In taking steps to protect their businesses and workforces from COVID-19, companies must be mindful that employee health and medical information is subject to privacy protections. We outline below the U.S. legal framework and how it applies to likely workplace scenarios involving COVID-19. We also highlight a disturbing rise in fraud schemes preying on employee concern over COVID-19, mostly involving phishing scams.
I. Can I require employees be tested for COVID-19 or inquire about an employee’s medical condition?
Under Title I of the Americans with Disabilities Act of 1990 (“ADA”), employers cannot ask employees disability-related inquiries or require that they submit to medical examinations, including COVID-19 testing, unless the inquiry is job-related and consistent with a business necessity or is required by health authorities. The former will depend on when an employer “has a reasonable belief, based on objective evidence, that: (1) an employee’s ability to perform essential job functions will be impaired by a medical condition; or (2) an employee will pose a direct threat due to a medical condition.” EEOC guidance issued during the 2009 H1N1 virus outbreak states that taking an employee’s body temperature may be considered a medical examination. 
The Equal Employment Opportunity Commission (“EEOC”) has shared four factors to help determine whether an employee’s medical condition poses a direct threat: (i) the duration of the risk; (ii) the nature and severity of the potential harm; (iii) the likelihood that the potential harm will occur; and (iv) the imminence of the potential harm. Employers should consult the risk exposure categories and broader guidelines issued by the Centers for Disease Control and Prevention (“CDC”) and World Health Organization to help assess whether an employee exposed to COVID-19 poses a direct threat.
Employers may also ask employees non-disability related inquiries such as travel history and whether they are experiencing flu-like symptoms, so long as such questions are not directed to employees of only certain races or ethnicities. Any such information provided by employees should be viewed as part of their confidential medical record.
II. Can I establish a voluntary reporting service for employees?
Under the ADA, employers may establish a confidential self-reporting resource for employees who choose to voluntarily disclose their exposure to or diagnosis of COVID-19.
III. How should I treat information that an employee has a confirmed case of COVID-19?
Employers should check with their local and state public health departments for specific mandatory reporting requirements. HIPAA permits covered entities to disclose protected health information, without authorization, to public health authorities in order to prevent or control disease (45 CFR § 164.512(b)(1)(i)). Absent mandatory reporting requirements, information that an employee has been exposed to or has received a confirmed COVID-19 diagnosis should be shared only on a need-to-know basis and documented separately from the employee’s general personnel file. Employers must not—beyond the team authorized to address the diagnosis disclosure—name or provide personal information that, in the aggregate, could identify the affected individual.
Certain states have health privacy laws that extend beyond HIPAA’s scope and requirements. For example, California’s Confidentiality of Medical Information Act (“CMIA”) requires all entities (including employers not covered by HIPAA) that receive medical information to establish policies to maintain the confidentiality of such information. The CMIA also prohibits employers from using or disclosing such medical information without a signed authorization from the employee, except as compelled by law (Cal. Civ. Code § 56.20(a)).

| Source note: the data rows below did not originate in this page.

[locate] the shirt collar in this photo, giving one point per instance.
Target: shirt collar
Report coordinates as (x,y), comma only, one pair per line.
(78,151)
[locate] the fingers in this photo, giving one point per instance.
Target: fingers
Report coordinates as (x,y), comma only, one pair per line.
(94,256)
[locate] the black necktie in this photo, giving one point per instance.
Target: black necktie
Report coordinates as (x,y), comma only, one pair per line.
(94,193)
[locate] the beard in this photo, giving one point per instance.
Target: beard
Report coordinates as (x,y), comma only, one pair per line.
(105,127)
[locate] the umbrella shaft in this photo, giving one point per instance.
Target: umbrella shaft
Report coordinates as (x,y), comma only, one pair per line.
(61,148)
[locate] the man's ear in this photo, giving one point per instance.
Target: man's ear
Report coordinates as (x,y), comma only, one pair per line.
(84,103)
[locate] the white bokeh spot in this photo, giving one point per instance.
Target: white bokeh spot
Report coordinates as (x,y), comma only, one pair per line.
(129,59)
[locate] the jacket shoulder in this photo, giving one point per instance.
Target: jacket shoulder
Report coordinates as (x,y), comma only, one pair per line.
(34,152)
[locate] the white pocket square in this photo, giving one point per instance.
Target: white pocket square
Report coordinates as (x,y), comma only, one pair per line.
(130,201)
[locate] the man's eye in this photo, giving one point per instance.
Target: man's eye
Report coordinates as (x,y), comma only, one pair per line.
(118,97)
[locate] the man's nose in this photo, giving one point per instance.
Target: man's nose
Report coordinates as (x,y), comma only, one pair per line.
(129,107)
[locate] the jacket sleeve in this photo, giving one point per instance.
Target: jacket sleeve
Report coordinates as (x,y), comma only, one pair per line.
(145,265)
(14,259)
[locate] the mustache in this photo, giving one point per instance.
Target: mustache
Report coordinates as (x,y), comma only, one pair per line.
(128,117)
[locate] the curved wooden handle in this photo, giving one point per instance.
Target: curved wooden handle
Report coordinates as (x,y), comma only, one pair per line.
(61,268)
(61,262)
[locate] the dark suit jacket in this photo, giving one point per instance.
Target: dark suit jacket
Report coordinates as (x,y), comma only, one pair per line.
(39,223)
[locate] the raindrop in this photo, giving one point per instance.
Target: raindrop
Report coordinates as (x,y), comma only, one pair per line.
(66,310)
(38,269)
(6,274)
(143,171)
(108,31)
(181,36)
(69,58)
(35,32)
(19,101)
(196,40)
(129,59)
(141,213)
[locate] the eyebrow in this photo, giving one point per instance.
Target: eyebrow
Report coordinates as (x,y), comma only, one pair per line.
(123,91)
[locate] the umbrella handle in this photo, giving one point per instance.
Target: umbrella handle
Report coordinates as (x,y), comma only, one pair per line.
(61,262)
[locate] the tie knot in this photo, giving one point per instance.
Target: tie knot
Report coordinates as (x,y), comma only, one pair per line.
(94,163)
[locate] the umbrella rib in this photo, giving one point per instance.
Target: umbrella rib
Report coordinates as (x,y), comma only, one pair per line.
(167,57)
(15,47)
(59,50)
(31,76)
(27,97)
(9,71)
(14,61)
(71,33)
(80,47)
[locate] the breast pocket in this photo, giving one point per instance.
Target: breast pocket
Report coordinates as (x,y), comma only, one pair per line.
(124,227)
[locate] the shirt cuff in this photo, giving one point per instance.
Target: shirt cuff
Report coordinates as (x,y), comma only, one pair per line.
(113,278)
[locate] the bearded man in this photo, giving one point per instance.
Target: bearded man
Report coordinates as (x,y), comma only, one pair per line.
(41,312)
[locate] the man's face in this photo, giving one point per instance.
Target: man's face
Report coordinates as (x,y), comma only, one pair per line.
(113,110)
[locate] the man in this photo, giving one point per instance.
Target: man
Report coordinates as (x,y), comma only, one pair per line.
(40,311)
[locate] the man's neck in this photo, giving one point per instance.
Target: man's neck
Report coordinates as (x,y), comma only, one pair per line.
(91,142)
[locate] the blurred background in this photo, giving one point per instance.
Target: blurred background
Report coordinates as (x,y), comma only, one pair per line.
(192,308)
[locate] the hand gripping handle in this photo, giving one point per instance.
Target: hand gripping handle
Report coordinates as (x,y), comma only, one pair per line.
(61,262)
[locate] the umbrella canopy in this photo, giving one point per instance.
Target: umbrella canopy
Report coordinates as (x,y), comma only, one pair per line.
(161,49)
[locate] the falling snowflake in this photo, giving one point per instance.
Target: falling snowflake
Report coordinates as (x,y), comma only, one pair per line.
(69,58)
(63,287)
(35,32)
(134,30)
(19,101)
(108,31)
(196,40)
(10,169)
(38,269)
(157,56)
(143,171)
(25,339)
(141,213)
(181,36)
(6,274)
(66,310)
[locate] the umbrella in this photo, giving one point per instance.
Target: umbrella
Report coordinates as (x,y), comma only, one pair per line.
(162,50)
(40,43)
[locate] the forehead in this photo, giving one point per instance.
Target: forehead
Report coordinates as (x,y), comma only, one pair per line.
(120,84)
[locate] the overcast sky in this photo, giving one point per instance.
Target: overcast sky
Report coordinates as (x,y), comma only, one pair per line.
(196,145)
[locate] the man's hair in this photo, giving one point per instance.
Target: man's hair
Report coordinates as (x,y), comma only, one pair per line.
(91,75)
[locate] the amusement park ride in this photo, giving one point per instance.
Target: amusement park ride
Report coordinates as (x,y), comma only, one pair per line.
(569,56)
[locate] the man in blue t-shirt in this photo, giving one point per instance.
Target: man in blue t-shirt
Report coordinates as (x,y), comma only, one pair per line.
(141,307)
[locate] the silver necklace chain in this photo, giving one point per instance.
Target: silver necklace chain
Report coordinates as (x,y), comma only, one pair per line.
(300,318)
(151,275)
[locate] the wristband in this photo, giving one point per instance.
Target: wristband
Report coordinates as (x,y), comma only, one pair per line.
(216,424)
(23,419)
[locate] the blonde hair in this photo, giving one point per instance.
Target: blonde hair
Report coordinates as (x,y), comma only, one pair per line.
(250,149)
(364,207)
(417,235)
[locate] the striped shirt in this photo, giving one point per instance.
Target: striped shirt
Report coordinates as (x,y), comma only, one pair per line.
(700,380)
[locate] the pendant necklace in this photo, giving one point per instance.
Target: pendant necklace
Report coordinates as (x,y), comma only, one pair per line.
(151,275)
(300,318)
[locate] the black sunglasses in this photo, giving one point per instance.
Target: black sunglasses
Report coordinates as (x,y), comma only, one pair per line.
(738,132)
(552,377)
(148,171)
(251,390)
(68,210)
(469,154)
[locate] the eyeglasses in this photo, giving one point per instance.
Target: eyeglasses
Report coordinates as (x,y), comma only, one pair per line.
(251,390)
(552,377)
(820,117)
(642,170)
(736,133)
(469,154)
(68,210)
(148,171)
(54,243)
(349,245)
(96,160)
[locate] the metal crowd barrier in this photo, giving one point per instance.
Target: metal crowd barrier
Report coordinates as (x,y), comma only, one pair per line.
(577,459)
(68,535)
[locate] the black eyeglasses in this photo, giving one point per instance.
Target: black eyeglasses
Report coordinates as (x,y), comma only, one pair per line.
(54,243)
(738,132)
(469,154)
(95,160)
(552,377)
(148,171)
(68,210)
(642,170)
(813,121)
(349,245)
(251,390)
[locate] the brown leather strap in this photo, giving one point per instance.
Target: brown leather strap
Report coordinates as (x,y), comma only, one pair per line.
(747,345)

Certain states may also issue specific response procedures. For example, regulations issued by the California Division of Occupational Safety and Health (“Cal/OSHA”) concerning COVID-19 require employers in healthcare settings to maintain a written exposure control plan that includes “procedures to communicate with employees and other employers regarding the suspected or confirmed infectious disease status of persons to whom employees are exposed in the course of their duties.” (Aerosol Transmissible Disease standard, California Code of Regulations, Title 8, Section 5199.)
IV. What else can I do to protect my employees and my business?
Sadly but predictably, the public’s intense interest in COVID-19 has attracted the attention of fraudsters. We are aware of reports of “phishing” scams that are leveraging purported information about the coronavirus to lure email recipients into clicking nefarious links. Employees that click these links may download malware onto corporate systems or be tricked into providing over their login credentials. We are aware of malicious email-based campaigns that have appeared as alerts sent from public health centers, including the World Health Organization and the CDC (sent by very similar domains, including cdc-gov[.]org and cdcgov[.]org). In certain instances, the bad actors appear to provide updates on new COVID-19 cases in the recipients’ geographic area.
In anticipation of continuing malware campaigns, employers should encourage employees to be vigilant when reviewing correspondence and to engage with only official sources of information. Employers may also consider conducting workplace or online training about COVID-19-related phishing and malware campaigns.